Trafics de drogues : Gérald Darmanin en déplacement ce jeudi à Marseille

SECURITE Le ministre de l’Intérieur se rendra également vendredi à Rognac et à Arles

20 Minutes avec AFP

— 

Les quartiers nord de Marseille, le 1er décembre 2020.
Les quartiers nord de Marseille, le 1er décembre 2020. — Lionel Urman/SIPA

Le ministre de l’Intérieur va débuter ce jeudi une tournée dans les Bouches-du-Rhône. Après une passe d’armes avec la ville de Marseille autour des caméras de surveillance, il vient apporter l’aide de l’Etat à la cité phocéenne, gangrenée par les réseaux de stupéfiants.

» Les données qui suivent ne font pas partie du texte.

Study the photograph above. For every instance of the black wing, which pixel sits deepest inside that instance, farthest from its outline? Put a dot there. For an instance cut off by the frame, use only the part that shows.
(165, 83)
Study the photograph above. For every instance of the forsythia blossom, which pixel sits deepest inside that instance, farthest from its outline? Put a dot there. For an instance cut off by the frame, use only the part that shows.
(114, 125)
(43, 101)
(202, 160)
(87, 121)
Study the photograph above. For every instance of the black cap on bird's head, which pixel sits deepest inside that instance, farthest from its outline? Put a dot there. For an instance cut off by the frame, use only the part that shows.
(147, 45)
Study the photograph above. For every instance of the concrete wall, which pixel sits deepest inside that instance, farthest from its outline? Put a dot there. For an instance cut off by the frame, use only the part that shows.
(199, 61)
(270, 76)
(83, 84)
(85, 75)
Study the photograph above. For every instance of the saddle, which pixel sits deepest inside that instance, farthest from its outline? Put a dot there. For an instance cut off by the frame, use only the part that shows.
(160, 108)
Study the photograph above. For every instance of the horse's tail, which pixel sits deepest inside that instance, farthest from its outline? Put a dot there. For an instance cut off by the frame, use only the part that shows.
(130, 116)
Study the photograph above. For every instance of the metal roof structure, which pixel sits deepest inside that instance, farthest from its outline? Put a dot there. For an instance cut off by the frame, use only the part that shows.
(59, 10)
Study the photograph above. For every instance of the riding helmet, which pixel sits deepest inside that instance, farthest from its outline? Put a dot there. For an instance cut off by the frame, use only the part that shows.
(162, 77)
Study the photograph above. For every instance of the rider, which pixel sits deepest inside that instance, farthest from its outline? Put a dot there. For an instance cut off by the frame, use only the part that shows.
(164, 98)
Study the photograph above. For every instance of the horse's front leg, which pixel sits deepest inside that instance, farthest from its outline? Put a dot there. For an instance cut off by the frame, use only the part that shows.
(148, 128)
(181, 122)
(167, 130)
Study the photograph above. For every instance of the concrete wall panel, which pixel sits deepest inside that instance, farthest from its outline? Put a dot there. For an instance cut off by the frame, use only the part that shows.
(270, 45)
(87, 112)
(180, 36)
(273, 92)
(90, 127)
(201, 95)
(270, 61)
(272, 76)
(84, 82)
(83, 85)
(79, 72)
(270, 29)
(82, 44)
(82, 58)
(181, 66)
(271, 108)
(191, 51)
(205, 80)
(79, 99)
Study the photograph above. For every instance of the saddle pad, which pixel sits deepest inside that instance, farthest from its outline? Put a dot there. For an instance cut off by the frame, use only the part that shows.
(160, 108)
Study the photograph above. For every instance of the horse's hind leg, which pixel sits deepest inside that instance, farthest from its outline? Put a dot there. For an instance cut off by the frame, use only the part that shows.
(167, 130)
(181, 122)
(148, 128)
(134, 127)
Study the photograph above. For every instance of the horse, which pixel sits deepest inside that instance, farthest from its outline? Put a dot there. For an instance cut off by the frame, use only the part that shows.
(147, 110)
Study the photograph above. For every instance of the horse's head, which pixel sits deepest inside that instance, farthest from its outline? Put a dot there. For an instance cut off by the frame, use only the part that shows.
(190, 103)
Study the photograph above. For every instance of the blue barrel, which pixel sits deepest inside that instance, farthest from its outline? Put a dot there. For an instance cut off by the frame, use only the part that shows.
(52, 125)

Gérald Darmanin entend montrer qu’il est « attentif à la situation de Marseille », a indiqué son entourage, soulignant « l’effort très important » du gouvernement, avec 300 policiers en renfort. Après la deuxième ville de France ce jeudi, le ministre se rendra vendredi à Rognac et Arles.

Des policiers supplémentaires

La tension était montée il y a une semaine avec la nouvelle municipalité de gauche, après que le ministre lui eut reproché d’avoir « refusé » l’argent qu’il proposait pour de la vidéoprotection. « Jusqu’à preuve du contraire, une caméra n’a jamais arrêté le moindre voleur, encore moins un trafic de drogue », avait rétorqué Yannick Ohanessian, l’adjoint à la sécurité. Quelques heures après sa déclaration, le ministre dévoilait cette arrivée de 300 nouveaux policiers, « dont 100 en 2021 ».

Au-delà de ces effectifs supplémentaires, c’est la stratégie de lutte contre la délinquance, et notamment les trafics de drogue, qui devrait être abordée entre les élus marseillais et le ministre. Selon les derniers chiffres policiers, révélés mercredi par La Provence, Marseille compterait 156 « plans stups », dont certains accueilleraient jusqu’à 2.000 clients par jour, pour des revenus quotidiens de 80.000 euros. Face à ce phénomène, la nouvelle municipalité ne compte pas sur la vidéo. « Je préfère embaucher des policiers », confirme Benoît Payan, le maire de Marseille.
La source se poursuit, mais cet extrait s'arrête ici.